The rain sprayed diagonally outside the thick windows, and flashes of yellows swirled in the wind, leaves falling. And I was sheltered by the thick arches of boards I didn't lay, held together by nails I didn't pound in. I stood under this and grace, among many different people with many different stories, and we sang. This:
"Your love is deeper than any ocean
Higher than the Heavens,
Reaches . . .
Beyond the stars in the sky.
Jesus, Your love has no bounds."
And I pictured Him. I pictured Him as a Jewish man in that typical Jesus garb . . . you know. The white robe. Blue sash. Dark, long hair. You know.
And I had to stop myself.
And then I pictured Him again. In jeans, a nice shirt, cut hair. And His smile . . . oh His sweet smile. And once again, I fell in love. His love breaks my heart and makes me want to dance and fly and cry. I don't understand this type of love.
And I imagined Him holding my hand. His love astounds me. It's realness astounds me.
You see, Father God has become so much more real to me lately. Being in Bible college, learning about Genesis, dissecting events and stories, God's Word and His truth and Himself are becoming wildly vivid to me. You see, I've grown up in a Christian home, in a Christian church where Bible characters lived in flannel graphs, and history was a stack of stories that happened miles and miles back in time. Yes, it happened, but they were stories recorded in old fashion children's books with drab colored pictures.
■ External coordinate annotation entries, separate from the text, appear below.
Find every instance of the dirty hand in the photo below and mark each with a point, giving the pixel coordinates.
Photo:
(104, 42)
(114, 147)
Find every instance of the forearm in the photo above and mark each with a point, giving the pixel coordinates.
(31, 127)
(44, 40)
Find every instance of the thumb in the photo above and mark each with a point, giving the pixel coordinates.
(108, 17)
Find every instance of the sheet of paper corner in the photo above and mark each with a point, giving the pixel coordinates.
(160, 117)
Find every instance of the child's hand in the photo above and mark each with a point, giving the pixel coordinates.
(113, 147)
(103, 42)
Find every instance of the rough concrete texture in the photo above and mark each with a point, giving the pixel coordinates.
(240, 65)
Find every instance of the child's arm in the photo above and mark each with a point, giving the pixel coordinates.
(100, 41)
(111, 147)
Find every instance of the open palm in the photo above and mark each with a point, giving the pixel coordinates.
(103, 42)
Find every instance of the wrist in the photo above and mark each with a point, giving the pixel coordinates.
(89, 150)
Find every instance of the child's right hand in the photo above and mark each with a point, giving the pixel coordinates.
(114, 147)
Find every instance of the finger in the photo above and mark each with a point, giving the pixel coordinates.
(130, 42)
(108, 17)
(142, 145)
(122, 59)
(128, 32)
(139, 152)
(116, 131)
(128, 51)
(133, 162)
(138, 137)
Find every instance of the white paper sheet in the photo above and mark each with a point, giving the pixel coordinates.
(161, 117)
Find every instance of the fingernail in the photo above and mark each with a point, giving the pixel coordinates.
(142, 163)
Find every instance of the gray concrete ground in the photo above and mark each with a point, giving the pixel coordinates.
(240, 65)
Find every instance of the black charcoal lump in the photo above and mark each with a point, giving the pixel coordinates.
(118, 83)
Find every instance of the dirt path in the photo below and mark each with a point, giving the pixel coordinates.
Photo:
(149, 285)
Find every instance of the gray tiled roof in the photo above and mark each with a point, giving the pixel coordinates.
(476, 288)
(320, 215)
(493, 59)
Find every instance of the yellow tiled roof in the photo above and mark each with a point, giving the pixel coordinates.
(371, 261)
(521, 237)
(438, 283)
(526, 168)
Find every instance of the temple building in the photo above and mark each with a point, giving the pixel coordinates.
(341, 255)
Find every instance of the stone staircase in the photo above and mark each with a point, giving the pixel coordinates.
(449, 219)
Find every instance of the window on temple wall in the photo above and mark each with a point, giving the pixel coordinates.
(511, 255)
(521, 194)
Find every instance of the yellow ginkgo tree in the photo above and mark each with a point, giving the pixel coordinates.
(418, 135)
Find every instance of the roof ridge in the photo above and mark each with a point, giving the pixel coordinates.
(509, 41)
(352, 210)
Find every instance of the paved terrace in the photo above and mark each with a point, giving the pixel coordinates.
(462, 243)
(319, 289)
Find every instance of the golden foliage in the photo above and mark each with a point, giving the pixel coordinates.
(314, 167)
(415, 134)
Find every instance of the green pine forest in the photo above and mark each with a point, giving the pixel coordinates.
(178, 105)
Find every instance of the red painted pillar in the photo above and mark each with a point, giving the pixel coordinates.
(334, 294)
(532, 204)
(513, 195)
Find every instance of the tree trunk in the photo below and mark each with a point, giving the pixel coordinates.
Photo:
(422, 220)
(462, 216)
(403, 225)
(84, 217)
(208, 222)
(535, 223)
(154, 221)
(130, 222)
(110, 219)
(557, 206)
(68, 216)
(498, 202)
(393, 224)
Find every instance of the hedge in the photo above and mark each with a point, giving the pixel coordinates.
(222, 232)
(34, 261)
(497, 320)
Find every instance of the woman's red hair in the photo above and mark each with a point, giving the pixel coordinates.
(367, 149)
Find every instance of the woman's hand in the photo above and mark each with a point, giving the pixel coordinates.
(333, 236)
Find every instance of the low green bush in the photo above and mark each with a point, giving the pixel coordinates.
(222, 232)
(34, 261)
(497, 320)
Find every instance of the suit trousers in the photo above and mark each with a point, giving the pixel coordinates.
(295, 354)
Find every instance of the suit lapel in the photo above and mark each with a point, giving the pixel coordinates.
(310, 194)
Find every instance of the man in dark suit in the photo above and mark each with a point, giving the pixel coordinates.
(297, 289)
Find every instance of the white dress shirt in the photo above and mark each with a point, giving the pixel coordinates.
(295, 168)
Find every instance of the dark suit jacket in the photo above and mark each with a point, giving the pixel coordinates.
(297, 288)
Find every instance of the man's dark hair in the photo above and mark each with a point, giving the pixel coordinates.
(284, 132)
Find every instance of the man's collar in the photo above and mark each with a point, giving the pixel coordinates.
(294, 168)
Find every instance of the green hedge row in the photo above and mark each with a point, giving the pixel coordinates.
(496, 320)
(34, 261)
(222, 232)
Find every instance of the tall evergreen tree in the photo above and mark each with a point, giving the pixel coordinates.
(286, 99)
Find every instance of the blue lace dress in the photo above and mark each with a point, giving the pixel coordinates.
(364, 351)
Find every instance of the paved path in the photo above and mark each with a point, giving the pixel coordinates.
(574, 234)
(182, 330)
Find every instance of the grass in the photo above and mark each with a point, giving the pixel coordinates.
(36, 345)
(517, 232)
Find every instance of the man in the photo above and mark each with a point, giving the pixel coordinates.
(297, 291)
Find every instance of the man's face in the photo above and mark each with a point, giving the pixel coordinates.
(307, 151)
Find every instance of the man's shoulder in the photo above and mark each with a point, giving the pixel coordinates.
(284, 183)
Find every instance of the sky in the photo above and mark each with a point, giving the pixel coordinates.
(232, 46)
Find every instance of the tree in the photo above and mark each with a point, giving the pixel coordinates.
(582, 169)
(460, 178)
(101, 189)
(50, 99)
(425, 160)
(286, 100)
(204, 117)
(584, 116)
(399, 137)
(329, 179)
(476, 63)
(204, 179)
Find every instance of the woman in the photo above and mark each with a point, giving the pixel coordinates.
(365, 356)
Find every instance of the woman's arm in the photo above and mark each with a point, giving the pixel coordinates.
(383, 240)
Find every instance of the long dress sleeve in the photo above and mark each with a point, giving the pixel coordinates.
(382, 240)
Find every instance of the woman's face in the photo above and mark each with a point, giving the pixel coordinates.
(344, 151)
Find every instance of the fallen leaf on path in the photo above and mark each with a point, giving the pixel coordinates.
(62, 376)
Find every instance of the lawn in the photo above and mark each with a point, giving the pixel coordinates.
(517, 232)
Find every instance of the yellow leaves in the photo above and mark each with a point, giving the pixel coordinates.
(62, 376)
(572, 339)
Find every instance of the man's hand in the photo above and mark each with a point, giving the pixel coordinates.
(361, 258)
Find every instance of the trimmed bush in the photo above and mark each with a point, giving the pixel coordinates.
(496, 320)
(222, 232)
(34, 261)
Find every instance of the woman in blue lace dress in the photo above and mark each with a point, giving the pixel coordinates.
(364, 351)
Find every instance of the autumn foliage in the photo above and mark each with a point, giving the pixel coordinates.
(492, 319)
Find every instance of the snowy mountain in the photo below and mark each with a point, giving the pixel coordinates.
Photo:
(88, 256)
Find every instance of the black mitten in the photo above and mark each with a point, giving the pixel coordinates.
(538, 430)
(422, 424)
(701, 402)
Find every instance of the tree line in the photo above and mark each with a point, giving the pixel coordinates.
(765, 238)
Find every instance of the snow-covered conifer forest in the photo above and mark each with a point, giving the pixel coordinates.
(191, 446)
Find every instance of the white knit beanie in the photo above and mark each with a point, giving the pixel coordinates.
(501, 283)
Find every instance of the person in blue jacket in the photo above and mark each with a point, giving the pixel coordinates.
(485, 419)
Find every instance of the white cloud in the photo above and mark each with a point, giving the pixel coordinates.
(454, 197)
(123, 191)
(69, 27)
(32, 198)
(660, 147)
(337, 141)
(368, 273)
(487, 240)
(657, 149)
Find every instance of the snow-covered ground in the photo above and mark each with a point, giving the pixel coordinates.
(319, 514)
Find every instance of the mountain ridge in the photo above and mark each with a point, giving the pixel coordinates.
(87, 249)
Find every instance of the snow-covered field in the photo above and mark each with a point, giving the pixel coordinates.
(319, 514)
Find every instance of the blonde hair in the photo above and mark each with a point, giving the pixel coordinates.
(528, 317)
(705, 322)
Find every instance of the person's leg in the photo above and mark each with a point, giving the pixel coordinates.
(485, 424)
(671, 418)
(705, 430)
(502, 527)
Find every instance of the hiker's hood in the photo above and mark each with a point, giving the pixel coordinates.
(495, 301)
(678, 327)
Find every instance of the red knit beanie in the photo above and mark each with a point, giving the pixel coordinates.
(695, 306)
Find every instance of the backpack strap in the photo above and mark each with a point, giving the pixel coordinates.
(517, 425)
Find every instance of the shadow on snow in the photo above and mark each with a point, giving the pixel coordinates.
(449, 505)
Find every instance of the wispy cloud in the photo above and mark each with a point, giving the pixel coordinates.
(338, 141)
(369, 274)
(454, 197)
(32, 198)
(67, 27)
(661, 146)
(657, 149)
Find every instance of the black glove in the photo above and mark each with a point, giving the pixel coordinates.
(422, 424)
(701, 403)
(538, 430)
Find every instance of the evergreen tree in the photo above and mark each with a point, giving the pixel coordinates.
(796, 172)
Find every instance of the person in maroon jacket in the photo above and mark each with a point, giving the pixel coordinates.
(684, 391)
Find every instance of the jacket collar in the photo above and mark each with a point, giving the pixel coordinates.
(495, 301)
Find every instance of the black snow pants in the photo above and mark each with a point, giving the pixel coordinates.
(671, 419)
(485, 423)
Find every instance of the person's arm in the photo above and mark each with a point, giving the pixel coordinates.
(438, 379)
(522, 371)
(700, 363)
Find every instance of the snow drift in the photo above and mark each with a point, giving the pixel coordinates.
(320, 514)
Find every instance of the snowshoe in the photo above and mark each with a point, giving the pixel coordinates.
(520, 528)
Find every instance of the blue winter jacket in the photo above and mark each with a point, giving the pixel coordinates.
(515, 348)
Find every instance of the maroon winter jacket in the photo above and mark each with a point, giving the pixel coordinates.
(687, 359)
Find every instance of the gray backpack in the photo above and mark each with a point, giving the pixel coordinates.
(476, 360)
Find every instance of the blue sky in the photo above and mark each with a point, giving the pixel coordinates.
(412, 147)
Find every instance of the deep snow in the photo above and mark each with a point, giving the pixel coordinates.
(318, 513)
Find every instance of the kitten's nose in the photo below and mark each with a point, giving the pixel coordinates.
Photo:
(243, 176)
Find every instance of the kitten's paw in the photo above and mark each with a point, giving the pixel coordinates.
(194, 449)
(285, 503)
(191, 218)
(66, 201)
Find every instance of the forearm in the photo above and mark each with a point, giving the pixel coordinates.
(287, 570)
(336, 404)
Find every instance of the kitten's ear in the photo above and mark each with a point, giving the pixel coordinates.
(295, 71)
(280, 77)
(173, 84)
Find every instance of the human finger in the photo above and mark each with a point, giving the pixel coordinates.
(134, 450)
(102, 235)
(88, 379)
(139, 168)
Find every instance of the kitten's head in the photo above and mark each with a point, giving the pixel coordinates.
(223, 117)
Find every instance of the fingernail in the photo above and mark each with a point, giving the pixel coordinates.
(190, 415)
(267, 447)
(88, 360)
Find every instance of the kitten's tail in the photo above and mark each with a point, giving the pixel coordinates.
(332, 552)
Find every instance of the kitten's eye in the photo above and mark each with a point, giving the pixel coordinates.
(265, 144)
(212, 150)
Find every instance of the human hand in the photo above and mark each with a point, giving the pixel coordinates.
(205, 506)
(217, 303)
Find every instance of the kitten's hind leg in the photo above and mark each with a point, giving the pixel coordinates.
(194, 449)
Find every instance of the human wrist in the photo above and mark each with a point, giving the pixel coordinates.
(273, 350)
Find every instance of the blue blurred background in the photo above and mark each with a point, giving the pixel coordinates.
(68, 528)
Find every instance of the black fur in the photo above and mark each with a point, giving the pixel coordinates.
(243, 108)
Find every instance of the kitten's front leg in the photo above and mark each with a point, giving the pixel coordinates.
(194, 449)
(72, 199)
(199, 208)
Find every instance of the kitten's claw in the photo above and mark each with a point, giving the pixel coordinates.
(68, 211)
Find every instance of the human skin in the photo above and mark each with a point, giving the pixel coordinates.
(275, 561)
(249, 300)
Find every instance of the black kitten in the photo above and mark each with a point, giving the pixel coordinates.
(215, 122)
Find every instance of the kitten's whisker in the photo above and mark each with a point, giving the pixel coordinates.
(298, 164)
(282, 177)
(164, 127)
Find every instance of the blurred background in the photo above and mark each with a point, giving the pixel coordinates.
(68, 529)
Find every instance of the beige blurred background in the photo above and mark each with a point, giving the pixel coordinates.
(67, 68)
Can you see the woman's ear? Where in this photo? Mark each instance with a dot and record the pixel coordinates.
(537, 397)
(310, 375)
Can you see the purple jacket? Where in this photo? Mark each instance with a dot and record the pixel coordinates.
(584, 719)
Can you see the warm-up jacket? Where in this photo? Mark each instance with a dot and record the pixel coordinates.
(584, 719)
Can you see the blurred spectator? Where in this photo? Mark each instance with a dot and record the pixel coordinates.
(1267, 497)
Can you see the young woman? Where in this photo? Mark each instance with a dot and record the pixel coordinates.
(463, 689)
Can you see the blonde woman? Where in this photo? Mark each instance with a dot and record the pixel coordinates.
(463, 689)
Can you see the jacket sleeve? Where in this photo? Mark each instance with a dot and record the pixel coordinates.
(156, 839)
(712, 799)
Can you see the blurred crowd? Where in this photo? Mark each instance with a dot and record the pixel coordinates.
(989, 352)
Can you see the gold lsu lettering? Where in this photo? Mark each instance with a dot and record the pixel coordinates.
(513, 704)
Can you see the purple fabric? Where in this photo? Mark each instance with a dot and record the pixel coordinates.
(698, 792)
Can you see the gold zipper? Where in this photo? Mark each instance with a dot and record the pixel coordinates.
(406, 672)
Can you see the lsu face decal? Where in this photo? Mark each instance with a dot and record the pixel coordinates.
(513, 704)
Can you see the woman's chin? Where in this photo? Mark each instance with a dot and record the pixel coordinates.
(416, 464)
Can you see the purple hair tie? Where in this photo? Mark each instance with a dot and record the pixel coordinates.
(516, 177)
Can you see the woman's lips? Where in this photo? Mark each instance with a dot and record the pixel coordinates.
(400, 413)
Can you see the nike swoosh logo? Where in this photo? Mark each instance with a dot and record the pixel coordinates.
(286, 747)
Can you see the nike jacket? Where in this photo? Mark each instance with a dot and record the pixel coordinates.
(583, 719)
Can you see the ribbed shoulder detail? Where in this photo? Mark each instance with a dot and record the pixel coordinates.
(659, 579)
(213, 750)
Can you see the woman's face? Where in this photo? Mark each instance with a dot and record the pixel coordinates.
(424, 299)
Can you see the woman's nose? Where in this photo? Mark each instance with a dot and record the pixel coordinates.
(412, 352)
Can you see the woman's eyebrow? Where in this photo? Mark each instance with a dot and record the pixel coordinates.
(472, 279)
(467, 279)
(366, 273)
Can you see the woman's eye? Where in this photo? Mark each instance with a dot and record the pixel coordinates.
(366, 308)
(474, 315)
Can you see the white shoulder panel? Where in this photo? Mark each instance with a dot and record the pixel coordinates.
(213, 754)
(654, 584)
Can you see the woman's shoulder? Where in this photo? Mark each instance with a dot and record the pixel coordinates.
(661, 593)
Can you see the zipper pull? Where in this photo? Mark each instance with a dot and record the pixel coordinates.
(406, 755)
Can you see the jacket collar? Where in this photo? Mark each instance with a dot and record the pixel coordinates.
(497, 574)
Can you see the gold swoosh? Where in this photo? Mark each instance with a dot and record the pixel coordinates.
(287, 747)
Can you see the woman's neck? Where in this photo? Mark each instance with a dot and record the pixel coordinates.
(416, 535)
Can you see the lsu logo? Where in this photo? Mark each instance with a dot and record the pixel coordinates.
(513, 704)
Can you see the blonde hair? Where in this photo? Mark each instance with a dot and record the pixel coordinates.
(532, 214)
As I'm learning about Genesis, I'm finding out something interesting. I'm finding that my default vision views the Bible as a set of stories. Being at Multnomah has been so good because it's readjusting how I view the Bible, how I view God. It's beginning to really sink in that these stories are REAL, that these people were REAL (and many of them I can really relate to). That this Yahweh is my Daddy, that I'm His. And this excites me.
But as I said, sometimes the old way of viewing things comes back. Like when I want to picture Jesus as this old, storybook figure, walking into my life in a mystic sense of irrelevance. No. If Jesus would've come a second time and would decide to come to Portland, Oregon, God-in-flesh, I think He might just wear jeans. I think He'd look like us, you know?
I know this isn't new. In fact, some would thing this is a pretty pathetic, childish realization. But I'm glad I'm realizing it. I'm glad I'm realizing the effect of being raised through the Christian framework (something I'm very grateful for, but it has definitely impacted how I view things, and sometimes I need to step back and question why I see things the way I do?). And I'm so glad that Jesus can be real to us. That He IS SO REAL. This excites me.
And in case you've been questioning lately, I want to remind you of something Jesus reminded me of today . . . You are never alone, friend. Never ever unloved because He is Real. And He is here. Alleluia.